Uniqueness and direct imaging method for inverse scattering by locally rough surfaces with phaseless near-field data

TL;DR

This paper proves the unique determination of locally rough surfaces using phaseless near-field data and introduces a direct imaging method for reconstructing such surfaces, demonstrating its effectiveness through numerical experiments.

Contribution

It establishes uniqueness results for inverse scattering with phaseless data and proposes a novel direct imaging algorithm for surface reconstruction.

Findings

The surface is uniquely determined by phaseless near-field data from infinite plane waves.

The proposed imaging method accurately reconstructs surfaces from phaseless and far-field data.

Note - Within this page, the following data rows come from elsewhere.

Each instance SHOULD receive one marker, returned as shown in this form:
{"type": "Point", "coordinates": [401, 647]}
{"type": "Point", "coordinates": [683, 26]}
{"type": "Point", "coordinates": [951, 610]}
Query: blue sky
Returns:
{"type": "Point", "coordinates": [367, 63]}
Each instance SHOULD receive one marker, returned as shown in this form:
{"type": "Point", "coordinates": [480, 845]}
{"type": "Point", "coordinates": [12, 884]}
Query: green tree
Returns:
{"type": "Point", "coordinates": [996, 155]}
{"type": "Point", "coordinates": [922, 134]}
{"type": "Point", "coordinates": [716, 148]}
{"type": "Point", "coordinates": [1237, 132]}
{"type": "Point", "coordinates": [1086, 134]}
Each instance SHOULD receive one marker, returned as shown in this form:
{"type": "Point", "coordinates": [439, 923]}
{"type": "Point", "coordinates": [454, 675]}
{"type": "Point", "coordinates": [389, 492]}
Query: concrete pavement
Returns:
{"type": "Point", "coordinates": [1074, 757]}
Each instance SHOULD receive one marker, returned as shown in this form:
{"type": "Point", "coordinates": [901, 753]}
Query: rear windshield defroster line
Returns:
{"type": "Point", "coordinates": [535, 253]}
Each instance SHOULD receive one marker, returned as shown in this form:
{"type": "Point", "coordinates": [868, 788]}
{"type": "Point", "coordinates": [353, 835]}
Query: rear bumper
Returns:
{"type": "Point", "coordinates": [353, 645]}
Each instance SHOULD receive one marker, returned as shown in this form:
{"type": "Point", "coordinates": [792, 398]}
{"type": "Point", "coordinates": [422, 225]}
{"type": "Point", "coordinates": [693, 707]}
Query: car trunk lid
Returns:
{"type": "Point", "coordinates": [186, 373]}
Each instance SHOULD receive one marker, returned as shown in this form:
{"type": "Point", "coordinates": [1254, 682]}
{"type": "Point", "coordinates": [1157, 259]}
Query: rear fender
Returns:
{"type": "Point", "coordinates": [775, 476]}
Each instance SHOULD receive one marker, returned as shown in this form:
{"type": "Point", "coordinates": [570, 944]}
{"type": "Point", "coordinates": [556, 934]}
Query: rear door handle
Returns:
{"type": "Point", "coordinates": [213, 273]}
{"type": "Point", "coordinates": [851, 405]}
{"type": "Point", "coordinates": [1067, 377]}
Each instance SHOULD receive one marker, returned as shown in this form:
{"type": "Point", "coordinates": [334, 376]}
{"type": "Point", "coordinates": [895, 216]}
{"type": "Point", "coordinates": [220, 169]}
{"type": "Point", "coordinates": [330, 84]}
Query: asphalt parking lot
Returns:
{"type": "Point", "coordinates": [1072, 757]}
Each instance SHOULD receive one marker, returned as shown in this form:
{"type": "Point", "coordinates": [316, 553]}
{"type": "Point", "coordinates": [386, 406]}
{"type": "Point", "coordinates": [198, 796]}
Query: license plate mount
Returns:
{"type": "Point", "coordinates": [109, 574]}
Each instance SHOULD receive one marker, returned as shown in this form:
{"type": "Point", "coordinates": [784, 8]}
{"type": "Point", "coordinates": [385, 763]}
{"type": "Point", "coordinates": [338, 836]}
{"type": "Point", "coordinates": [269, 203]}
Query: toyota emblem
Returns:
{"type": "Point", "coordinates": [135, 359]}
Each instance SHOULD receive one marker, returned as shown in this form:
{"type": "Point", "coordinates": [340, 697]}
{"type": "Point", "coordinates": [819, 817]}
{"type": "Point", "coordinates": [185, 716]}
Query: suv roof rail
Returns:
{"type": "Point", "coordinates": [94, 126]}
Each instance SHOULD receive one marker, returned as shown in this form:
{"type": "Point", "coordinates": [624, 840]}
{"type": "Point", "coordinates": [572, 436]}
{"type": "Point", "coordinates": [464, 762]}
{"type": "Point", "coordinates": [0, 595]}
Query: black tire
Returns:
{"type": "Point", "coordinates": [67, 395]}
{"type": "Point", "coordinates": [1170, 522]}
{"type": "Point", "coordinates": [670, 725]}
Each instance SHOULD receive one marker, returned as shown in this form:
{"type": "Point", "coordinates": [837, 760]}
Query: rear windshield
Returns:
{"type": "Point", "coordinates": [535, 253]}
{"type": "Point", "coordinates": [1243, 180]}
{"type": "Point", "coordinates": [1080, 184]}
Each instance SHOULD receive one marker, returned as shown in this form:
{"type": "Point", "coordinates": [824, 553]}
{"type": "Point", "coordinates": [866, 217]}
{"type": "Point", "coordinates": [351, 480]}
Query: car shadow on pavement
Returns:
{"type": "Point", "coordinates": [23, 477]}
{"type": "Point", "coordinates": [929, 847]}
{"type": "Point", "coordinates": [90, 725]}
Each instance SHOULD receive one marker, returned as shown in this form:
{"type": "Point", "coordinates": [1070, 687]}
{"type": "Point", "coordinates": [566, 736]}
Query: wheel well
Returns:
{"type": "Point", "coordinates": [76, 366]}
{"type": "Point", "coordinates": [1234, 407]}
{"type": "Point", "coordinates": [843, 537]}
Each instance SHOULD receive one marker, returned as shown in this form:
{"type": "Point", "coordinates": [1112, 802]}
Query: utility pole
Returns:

Numerical results show the algorithm is fast, accurate, and robust to noise.

Abstract

This paper is concerned with inverse scattering of plane waves by a locally perturbed infinite plane (which is called a locally rough surface) with the modulus of the total-field data (also called the phaseless near-field data) at a fixed frequency in two dimensions. We consider the case where a Dirichlet boundary condition is imposed on the locally rough surface. This problem models inverse scattering of plane acoustic waves by a one-dimensional sound-soft, locally rough surface; it also models inverse scattering of plane electromagnetic waves by a locally perturbed, perfectly reflecting, infinite plane in the TE polarization case. We prove that the locally rough surface is uniquely determined by the phaseless near-field data generated by a countably infinite number of plane waves and measured on an open domain above the locally rough surface. Further, a direct imaging method is proposed to reconstruct the locally rough surface from the phaseless near-field data generated by plane waves and measured on the upper part of the circle with a sufficiently large radius. Theoretical analysis of the imaging algorithm is derived by making use of properties of the scattering solution and results from the theory of oscillatory integrals (especially the method of stationary phase). Moreover, as a by-product of the theoretical analysis, a similar direct imaging method with full far-field data is also proposed to reconstruct the locally rough surface. Finally, numerical experiments are carried out to demonstrate that the imaging algorithm with phaseless near-field data and full far-field data are fast, accurate and very robust with respect to noise in the data.